The New York Police Department declined to provide details of how they believe thieves are gaining access to their targets’ phones.

Mr. Ashy, who had more than $10,000 transferred out of his bank account, said he stored passwords to those accounts in Apple’s iCloud Keychain password manager. The feature auto-fills login information following successful Face ID or Touch ID scans, or the input of the iPhone’s passcode, according to the Journal’s testing. In Mr. Ashy’s case and others, the bank fraud happened after the victims’ biometrics were no longer available to the thieves.

If apps require text-message codes as part of their logins, a security practice known as two-factor authentication, the messages are sent to the iPhone—the same one a thief would be holding.

After logging into bank apps with the passcode, the Journal was able to add digital debit cards to Apple Pay without needing the physical cards or their PINs. Money can be sent from the debit cards to Apple Cash, which can be used to send money or to make contactless payments at stores.

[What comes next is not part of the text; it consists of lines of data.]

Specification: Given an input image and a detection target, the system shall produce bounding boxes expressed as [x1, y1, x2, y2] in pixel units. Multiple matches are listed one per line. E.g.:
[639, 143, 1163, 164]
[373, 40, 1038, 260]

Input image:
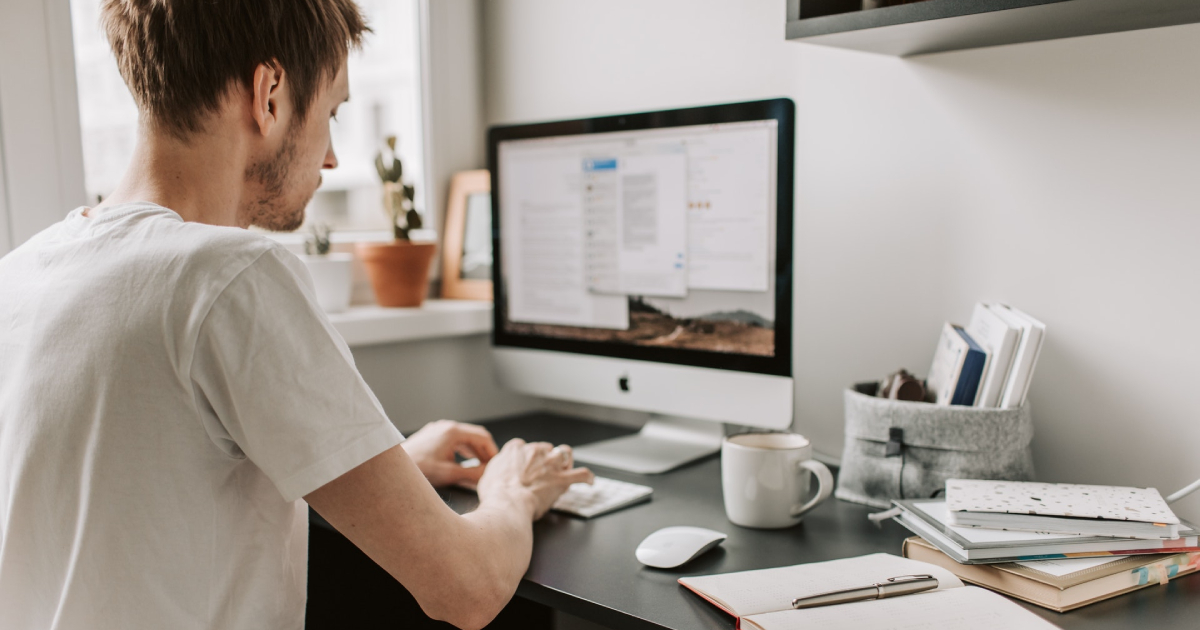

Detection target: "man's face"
[240, 62, 349, 232]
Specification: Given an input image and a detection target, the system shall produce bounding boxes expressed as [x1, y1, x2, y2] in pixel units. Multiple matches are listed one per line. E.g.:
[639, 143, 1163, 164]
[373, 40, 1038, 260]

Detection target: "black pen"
[792, 575, 938, 608]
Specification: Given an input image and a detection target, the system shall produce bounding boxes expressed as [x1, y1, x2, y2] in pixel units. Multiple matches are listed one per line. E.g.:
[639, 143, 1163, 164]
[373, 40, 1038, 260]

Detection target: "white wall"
[421, 0, 487, 277]
[485, 0, 1200, 518]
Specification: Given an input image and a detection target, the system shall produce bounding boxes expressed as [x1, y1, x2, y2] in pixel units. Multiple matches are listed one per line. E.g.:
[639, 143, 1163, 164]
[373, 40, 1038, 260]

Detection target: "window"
[71, 0, 426, 232]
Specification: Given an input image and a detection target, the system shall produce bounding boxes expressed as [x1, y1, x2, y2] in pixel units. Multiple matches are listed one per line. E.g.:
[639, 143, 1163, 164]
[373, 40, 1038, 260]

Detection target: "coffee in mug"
[721, 432, 833, 529]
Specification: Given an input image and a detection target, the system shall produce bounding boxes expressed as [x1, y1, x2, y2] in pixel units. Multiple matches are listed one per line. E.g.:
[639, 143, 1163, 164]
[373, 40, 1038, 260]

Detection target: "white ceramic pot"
[300, 253, 354, 313]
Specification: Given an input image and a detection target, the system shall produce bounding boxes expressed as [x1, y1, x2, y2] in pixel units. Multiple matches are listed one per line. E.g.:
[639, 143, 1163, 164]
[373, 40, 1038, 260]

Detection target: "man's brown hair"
[101, 0, 370, 139]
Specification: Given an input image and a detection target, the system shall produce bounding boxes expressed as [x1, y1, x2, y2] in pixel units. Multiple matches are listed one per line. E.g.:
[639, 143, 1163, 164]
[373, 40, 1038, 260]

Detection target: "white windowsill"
[329, 300, 492, 348]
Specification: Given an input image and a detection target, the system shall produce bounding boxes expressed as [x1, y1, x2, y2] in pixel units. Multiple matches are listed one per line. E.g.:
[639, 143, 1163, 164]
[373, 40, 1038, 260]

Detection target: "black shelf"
[787, 0, 1200, 56]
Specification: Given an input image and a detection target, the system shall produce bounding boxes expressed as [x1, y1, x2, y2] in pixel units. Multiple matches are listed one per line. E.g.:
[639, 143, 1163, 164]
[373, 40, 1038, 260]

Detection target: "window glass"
[71, 0, 425, 230]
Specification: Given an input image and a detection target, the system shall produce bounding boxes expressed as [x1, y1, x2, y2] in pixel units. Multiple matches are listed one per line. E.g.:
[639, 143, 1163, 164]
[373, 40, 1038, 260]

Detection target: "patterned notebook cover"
[946, 479, 1180, 524]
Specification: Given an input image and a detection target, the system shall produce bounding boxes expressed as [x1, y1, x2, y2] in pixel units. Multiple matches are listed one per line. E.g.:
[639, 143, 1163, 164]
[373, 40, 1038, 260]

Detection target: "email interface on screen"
[498, 120, 778, 356]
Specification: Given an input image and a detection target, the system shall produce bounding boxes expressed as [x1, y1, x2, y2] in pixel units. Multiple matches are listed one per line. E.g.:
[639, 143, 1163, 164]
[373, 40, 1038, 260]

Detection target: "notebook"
[904, 536, 1200, 612]
[893, 499, 1200, 564]
[679, 553, 1057, 630]
[946, 479, 1180, 540]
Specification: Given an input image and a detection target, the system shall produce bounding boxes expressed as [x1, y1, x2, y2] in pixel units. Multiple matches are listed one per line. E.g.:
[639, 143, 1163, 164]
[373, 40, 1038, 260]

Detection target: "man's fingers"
[454, 422, 500, 462]
[547, 444, 575, 469]
[455, 466, 487, 484]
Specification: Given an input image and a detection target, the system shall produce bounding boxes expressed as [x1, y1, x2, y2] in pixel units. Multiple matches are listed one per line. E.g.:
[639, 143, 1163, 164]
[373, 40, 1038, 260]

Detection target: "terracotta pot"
[355, 241, 437, 306]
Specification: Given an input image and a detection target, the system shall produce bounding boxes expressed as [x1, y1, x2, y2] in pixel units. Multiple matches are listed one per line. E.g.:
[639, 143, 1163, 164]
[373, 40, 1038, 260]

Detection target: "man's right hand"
[478, 439, 595, 520]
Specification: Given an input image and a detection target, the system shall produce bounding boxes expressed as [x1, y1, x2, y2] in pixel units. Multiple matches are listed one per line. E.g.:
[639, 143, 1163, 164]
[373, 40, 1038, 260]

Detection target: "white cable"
[1166, 479, 1200, 503]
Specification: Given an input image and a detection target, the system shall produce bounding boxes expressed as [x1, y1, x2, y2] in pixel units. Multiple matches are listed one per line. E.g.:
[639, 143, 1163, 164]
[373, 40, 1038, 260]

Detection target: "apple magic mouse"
[635, 526, 728, 569]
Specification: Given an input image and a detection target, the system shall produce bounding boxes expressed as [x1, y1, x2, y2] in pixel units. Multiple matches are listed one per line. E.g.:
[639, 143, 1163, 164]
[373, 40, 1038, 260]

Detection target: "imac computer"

Several victims said an Apple credit card was opened in their name. The cards quickly accrued thousands of dollars in charges. Accessed through Apple’s Wallet app, an Apple Card application will autofill with information that might be stored on the iPhone, such as the owner’s name, address and birthday.

The Apple Card form does require applicants to enter the last four digits of their Social Security numbers. One victim, David Vigilante, believes the thieves found that information right in the Photos app on his iPhone XS Max.

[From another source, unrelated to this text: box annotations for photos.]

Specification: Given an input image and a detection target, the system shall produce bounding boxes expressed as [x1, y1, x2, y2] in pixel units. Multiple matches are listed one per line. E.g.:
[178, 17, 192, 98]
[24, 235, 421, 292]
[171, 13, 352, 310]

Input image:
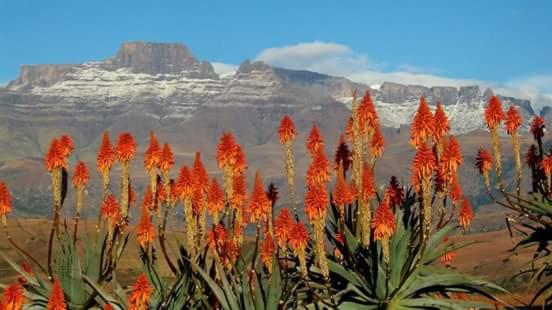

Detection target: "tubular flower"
[249, 171, 271, 223]
[231, 174, 247, 208]
[360, 163, 376, 202]
[159, 143, 174, 173]
[96, 131, 115, 175]
[73, 161, 90, 188]
[59, 135, 75, 158]
[370, 125, 385, 158]
[0, 284, 25, 310]
[46, 278, 67, 310]
[261, 233, 274, 273]
[207, 224, 226, 251]
[372, 201, 397, 240]
[333, 165, 355, 212]
[307, 124, 324, 156]
[431, 102, 450, 143]
[541, 155, 552, 175]
[128, 273, 153, 310]
[485, 96, 504, 129]
[531, 116, 544, 140]
[207, 179, 224, 219]
[439, 136, 464, 175]
[0, 181, 13, 217]
[192, 152, 209, 194]
[357, 91, 379, 133]
[176, 166, 193, 200]
[334, 134, 353, 173]
[305, 185, 329, 222]
[289, 222, 309, 277]
[100, 194, 121, 222]
[115, 132, 136, 163]
[412, 143, 436, 192]
[383, 176, 404, 206]
[217, 132, 236, 169]
[142, 188, 157, 212]
[45, 138, 67, 172]
[504, 105, 521, 135]
[449, 176, 464, 204]
[274, 208, 293, 250]
[136, 206, 155, 248]
[475, 148, 493, 174]
[232, 144, 247, 174]
[307, 148, 330, 186]
[144, 131, 161, 171]
[458, 199, 473, 230]
[278, 114, 297, 144]
[410, 97, 435, 149]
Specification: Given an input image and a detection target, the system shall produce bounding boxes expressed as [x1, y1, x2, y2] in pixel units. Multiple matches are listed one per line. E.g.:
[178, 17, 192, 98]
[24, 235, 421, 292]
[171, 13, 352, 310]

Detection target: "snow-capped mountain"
[0, 42, 534, 137]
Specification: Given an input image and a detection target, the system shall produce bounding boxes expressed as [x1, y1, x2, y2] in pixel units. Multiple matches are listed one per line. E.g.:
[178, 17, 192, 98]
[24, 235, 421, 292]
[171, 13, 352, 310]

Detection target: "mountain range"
[0, 42, 552, 225]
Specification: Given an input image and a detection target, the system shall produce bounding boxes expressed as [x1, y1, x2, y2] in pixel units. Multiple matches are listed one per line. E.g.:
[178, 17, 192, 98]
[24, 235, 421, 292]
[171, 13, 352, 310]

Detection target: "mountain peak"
[112, 42, 203, 75]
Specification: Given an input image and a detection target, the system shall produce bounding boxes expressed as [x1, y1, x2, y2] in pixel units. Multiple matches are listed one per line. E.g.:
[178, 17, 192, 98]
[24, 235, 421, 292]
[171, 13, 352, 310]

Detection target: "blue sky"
[0, 0, 552, 107]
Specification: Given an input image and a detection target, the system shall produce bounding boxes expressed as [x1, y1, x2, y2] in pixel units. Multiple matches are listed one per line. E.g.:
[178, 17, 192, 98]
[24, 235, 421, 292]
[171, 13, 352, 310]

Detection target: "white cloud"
[211, 62, 239, 75]
[257, 41, 552, 111]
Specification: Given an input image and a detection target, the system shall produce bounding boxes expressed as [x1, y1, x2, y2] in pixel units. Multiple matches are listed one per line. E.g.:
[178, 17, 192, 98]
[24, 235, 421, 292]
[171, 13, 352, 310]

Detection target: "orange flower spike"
[0, 181, 13, 217]
[58, 135, 75, 159]
[207, 179, 224, 222]
[144, 131, 161, 171]
[458, 199, 473, 230]
[333, 164, 355, 208]
[410, 97, 435, 148]
[46, 278, 67, 310]
[207, 224, 226, 251]
[192, 152, 209, 194]
[100, 194, 121, 222]
[372, 201, 397, 240]
[232, 174, 247, 208]
[249, 171, 271, 223]
[176, 166, 193, 200]
[115, 132, 136, 163]
[541, 155, 552, 176]
[128, 273, 153, 310]
[45, 139, 67, 172]
[307, 148, 330, 186]
[96, 131, 115, 174]
[412, 143, 436, 191]
[357, 91, 379, 133]
[274, 208, 293, 249]
[360, 163, 376, 202]
[159, 143, 174, 173]
[73, 161, 90, 188]
[278, 114, 297, 144]
[475, 148, 493, 174]
[441, 136, 464, 174]
[232, 144, 247, 174]
[432, 102, 450, 142]
[370, 125, 385, 158]
[217, 132, 236, 169]
[289, 222, 309, 253]
[261, 233, 275, 273]
[305, 185, 329, 222]
[307, 124, 324, 156]
[530, 115, 545, 140]
[0, 284, 25, 310]
[485, 96, 504, 129]
[136, 206, 155, 249]
[504, 105, 522, 135]
[449, 176, 464, 204]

After having the phone stolen at a pizza shop on Manhattan’s Lower East Side in the early hours of Oct. 23, the 30-year-old product manager at a real-estate data company realized someone had attempted to charge $15,000 to his credit card via Apple Pay and that a new Apple credit card had been opened in his name. When he got back into his Apple account a few days later, he found photos he had previously taken of sensitive documents—his passport, driver’s license, paycheck direct-deposit form and health-insurance paperwork—collected in a new photo album.

Apps such as Apple Photos, iCloud Drive and Google Drive now offer the ability to search text within images and documents. In the Journal’s tests, a search in the Apple Photos app for ‘SSN’ (Social Security number) and ‘TIN’ (taxpayer identification number) immediately produced a photo of a 1099 tax form with Social Security information that had been stored on the phone.

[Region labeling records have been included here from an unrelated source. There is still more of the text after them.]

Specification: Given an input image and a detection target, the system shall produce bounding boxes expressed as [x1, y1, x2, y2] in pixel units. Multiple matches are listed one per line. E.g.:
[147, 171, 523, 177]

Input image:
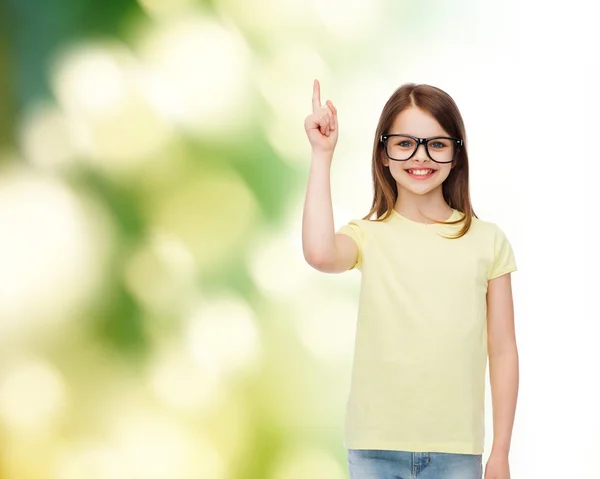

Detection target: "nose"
[413, 143, 431, 161]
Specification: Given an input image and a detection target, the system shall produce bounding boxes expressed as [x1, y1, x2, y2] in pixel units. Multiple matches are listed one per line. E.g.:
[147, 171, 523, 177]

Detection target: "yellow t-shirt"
[338, 209, 517, 454]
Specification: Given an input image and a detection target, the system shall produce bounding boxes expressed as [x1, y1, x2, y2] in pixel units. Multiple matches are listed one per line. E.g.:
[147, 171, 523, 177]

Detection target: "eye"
[429, 140, 449, 150]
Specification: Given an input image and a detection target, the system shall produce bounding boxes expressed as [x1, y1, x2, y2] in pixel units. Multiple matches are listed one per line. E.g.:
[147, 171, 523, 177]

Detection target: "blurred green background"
[0, 0, 392, 479]
[0, 0, 502, 479]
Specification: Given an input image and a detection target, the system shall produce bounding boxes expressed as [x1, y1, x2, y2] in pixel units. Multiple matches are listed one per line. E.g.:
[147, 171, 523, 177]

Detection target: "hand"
[304, 80, 338, 153]
[483, 451, 510, 479]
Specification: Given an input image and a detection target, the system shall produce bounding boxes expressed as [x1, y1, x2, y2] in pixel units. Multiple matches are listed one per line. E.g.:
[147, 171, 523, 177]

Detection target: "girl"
[302, 80, 518, 479]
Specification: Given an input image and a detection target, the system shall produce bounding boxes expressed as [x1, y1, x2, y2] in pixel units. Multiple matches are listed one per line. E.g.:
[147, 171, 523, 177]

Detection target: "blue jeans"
[348, 449, 483, 479]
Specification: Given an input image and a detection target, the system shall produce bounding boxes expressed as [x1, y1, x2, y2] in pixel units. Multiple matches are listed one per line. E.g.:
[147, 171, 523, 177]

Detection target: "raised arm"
[302, 80, 358, 273]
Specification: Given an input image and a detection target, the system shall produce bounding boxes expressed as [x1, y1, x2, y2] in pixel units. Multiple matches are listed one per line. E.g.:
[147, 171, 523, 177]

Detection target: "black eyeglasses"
[379, 133, 463, 163]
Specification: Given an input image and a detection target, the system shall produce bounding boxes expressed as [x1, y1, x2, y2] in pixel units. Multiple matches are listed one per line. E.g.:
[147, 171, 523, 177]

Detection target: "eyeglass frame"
[379, 133, 463, 164]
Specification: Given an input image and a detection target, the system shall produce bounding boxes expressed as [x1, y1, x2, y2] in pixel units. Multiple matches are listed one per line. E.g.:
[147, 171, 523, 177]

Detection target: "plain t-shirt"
[338, 209, 517, 454]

Most victims the Journal spoke to filed police reports. One filed an identity theft claim with the Federal Trade Commission. Most of their banks and financial apps have refunded money considered lost through fraudulent activity.

Some people whose iPhones were stolen are unable to regain access to their Apple accounts. With the passcode, an Apple ID’s backup email and phone number can be changed, and a security feature called a recovery key can be enabled. In recent cases, thieves changed the Apple account’s contact information and turned on the recovery key, blocking victims from being able to use an account-recovery service for those who forget their Apple ID password.

The Apple spokeswoman said that account-recovery policies are in place to protect users from bad actors accessing their accounts.

Those who remain locked out of their Apple accounts have often lost something irreplaceable.

Right after her iPhone was stolen outside the New York bar, Ms. Ayas, who holds a graduate degree in economics from Princeton University, tried to log into her Apple ID and access Find My iPhone. By that point the thief had already changed her password. Months and numerous calls to Apple support later, she still is unable to get back into her account because the thief also enabled the recovery key.

According to Apple’s policies, the company doesn’t allow users to regain access to their account if a recovery key is enabled and they can’t produce it.

“I go to my Photos app and scroll up, hoping to see familiar faces, photos of my dad and my family—they’re all gone,” Ms. Ayas said. “Being told permanently that I’ve lost all of those memories has been very hard.”